Sometimes I wonder if it is fair for me to pick on a teenager’s inability to manipulate numbers. After all, I have the advantage of double their years to have it figured out. Well, then I am reminded that this is something that is commonly observable human nature. It is one thing not to know simple math, it is another thing to disdain any attempt to point out simple/simpler ways of being effective at simple math, it is another thing to argue utter nonsense in order to make the problem go away and yet another thing to acknowledge one’s ignorance or mistake and correct it. Various actors in my previous post display these characteristics and its opposites to varying extents (Before thinking out of the box, How about thinking in the box?)
My humble point is this – that the purpose of education should be to teach thoroughly the simple abstractions that are necessary for life, plant the curiosity for digging up facts and the human values that integrate these abstractions and facts in a coherent way. If there is a fact of life, it is that humans make mistakes with all sorts of combinations of abstractions and in order to make the world work, one must be willing to repair the effects of our errors. Ofcourse, one must be able to discover these errors in the first place.
There is a frequent observation that I have made during the course of my life – a paradox. It goes this way…
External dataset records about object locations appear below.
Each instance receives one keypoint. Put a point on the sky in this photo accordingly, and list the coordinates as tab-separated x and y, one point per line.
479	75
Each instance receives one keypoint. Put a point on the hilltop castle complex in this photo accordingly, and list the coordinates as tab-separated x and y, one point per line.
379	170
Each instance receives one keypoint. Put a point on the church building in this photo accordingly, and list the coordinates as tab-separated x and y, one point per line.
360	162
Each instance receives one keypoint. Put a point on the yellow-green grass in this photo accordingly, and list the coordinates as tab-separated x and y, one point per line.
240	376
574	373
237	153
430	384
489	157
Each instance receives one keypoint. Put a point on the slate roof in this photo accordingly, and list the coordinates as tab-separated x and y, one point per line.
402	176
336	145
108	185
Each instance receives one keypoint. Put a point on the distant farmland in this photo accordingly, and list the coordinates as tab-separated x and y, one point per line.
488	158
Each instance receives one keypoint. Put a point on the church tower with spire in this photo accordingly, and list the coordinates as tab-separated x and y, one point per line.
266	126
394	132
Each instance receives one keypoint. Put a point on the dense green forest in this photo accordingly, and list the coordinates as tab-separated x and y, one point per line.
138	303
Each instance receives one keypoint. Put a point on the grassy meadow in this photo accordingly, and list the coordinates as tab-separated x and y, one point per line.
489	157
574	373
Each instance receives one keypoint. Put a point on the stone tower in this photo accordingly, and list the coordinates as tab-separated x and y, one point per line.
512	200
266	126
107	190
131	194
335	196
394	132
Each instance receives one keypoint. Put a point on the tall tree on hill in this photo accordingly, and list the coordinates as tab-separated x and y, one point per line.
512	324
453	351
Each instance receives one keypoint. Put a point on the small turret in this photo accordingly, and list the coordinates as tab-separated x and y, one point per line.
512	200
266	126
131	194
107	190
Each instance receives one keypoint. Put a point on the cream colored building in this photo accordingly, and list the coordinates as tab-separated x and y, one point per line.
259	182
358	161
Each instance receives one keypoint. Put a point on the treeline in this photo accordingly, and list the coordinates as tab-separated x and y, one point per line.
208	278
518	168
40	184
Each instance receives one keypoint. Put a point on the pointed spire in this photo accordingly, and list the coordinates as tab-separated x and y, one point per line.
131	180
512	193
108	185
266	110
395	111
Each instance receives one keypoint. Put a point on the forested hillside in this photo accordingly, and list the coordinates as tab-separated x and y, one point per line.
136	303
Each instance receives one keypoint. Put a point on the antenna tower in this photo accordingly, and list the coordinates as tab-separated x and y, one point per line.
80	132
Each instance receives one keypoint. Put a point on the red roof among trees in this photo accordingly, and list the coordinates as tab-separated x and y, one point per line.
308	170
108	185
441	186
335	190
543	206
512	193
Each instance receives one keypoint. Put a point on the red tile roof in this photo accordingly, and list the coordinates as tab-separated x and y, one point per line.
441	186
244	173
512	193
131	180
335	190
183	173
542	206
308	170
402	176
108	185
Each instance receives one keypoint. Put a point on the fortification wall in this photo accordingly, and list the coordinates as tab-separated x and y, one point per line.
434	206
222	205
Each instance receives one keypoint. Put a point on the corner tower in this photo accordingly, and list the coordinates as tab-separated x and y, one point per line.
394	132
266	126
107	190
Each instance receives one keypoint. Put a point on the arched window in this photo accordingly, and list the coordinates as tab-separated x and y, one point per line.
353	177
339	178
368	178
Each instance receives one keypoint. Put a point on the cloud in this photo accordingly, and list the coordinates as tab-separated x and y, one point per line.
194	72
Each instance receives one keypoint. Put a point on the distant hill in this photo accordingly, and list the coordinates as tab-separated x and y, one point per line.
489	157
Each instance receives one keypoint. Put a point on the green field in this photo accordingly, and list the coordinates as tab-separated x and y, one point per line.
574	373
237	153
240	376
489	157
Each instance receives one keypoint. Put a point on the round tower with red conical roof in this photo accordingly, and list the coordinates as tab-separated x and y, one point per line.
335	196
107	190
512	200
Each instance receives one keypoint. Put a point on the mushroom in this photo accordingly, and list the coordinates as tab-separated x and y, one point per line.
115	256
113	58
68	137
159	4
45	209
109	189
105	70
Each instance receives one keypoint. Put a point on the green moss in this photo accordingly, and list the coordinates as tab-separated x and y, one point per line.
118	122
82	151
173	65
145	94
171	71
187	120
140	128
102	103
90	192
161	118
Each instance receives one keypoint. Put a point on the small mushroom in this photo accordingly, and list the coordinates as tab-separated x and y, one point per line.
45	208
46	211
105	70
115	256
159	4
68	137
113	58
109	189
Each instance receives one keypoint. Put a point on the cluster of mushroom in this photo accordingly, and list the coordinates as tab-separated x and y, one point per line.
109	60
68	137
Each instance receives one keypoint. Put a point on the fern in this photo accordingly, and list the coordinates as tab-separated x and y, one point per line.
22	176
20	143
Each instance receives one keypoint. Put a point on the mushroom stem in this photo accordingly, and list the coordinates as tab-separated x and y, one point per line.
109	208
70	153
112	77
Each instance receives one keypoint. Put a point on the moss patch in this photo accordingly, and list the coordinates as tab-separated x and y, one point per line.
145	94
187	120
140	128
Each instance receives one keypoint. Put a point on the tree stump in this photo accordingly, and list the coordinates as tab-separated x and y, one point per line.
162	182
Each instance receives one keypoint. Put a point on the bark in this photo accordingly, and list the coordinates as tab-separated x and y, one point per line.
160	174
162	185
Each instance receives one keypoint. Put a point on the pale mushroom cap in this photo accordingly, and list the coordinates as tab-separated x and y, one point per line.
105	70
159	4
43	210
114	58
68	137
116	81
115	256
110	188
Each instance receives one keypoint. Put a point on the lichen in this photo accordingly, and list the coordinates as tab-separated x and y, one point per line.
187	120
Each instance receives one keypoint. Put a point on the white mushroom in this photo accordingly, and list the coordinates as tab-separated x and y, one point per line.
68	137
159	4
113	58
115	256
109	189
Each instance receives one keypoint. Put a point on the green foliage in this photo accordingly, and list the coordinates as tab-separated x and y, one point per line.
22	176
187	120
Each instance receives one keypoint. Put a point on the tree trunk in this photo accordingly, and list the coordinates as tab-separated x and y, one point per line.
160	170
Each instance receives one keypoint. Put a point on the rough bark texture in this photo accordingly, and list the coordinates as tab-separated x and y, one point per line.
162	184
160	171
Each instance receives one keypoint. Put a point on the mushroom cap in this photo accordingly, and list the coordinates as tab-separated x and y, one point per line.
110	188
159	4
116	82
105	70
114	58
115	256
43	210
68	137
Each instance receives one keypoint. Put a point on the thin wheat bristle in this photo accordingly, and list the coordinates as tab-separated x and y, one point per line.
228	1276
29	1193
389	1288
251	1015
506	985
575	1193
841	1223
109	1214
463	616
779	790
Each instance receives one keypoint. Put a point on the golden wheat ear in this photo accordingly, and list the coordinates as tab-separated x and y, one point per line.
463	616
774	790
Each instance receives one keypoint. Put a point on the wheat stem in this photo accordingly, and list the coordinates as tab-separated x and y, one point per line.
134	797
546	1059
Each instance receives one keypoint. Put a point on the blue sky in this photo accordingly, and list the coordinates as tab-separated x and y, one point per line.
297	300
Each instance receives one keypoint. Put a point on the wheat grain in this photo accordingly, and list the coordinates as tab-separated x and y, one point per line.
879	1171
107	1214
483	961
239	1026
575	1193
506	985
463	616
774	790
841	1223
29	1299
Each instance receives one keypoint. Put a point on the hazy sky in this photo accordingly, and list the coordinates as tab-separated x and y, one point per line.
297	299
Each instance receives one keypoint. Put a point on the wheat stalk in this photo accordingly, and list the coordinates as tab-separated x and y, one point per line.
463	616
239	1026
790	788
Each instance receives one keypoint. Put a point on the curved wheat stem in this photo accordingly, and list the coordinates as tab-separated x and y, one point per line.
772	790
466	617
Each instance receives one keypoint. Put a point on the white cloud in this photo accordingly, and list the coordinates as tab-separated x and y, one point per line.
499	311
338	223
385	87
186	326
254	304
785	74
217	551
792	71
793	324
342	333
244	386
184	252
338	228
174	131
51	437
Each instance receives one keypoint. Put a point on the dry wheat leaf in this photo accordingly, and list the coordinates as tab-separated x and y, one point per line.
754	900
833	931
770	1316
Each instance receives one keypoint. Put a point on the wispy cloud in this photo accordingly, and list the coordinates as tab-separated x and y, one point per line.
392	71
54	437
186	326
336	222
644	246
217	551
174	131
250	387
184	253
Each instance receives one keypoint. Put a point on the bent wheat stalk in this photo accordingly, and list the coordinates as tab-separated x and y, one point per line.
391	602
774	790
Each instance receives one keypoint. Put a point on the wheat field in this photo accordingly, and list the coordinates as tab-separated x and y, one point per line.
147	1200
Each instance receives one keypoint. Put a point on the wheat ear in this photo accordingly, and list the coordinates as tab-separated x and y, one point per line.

All school children are taught elements of grammar during their education. Well, at least, that was the way it used to be. I wonder if today, the authorities have dispensed with the need for learning grammar (segments of the creative arts have definitely abandoned any notion of grammar). However, if you read the great authors/speech writers etc, you would find that they frequently flout the rules of grammar. While grammar is essential to communication or the communication of ideas, particularily compelling ideas conveyed in improper grammar are still compelling enough to forgive the author’s ungrammatical ways. Or simply put, while grammar is essential to clear communication, sometimes the communication is quite clear despite wrong grammar. So why bother about grammar at all? Let’s just make it up as we go. Clearly, this is not going to work. This, I believe, is the motivation behind the pithy phrase – Rules are made to be broken. It could very well be that these rules are man-made rules but that is not the (right) reason why they’re broken, they’re broken because something more compelling is at hand even if the rule has to be broken in order to get at the result. Of course, this is the dynamic between revolution and orthodoxy – while a rigid orthodoxy is often stifling, endless revolution approaches chaos. The way through, the historical observation, is treading the middle ground or meandering in the middle.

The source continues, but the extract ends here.